Perché ogni persona che è venuta ad abbracciarmi, quella sera, mi ha resa immensamente felice.
Insomma: volevo ricordare io.
Non mostrare.
Ma poi mi sono resa conto che è restato tutto stipato tra i ricordi belli.
Mi sa che spesso quello che fotografiamo e siamo smaniosi di condividere con gli altri, lo dimentichiamo prima.
O forse perde di valore.
E comunque noi poi le lucine non le abbiamo più messe.
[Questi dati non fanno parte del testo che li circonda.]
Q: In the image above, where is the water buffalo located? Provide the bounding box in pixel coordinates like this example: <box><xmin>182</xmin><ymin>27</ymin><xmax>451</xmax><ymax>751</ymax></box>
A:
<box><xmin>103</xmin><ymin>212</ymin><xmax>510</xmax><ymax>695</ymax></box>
Ma stasera, dopo praticamente due settimane che abbiamo fatto l'albero, ho pensato bene di mettergli su anche i fili d'angelo dato che li ho comprati.
E si, ho pensato che potevo anche fare la foto.
Anche quello ho pensato.
Domani noi festeggiamo un piccolo natale.
Noi tre.

Noi tre che non siamo una famiglia di sangue ma che sono sicura che una persona a me cara, mi direbbe che Gesù non è stato cresciuto dal suo papà.
Perché sí, in  effetti, Giuseppe si è -come dire- preso carico di una donna e del suo bambino.
E se non erano una famiglia loro.
Chi?
Chi mi conosce un po' sa che non volevo proprio andare a parare nel (sul?) religioso.
Chi mi conosce meglio, sa che sicuramente avevo iniziato a scrivere per dire ben altro.
Io vi dico che dopo aver visto la foto scattata mi sono resa conto che stavano uscendo un sacco di cose.
Che volevano uscire insomma.
(È da un po' che questo avverbio lo ripeto spesso. Proprio di frequente che poi -insomma- non è niente di speciale).
E poi mi sono stancata.
Vogliatevi bene.
Sempre. Datevi più baci che potete.
Sempre.
Sempre, sempre.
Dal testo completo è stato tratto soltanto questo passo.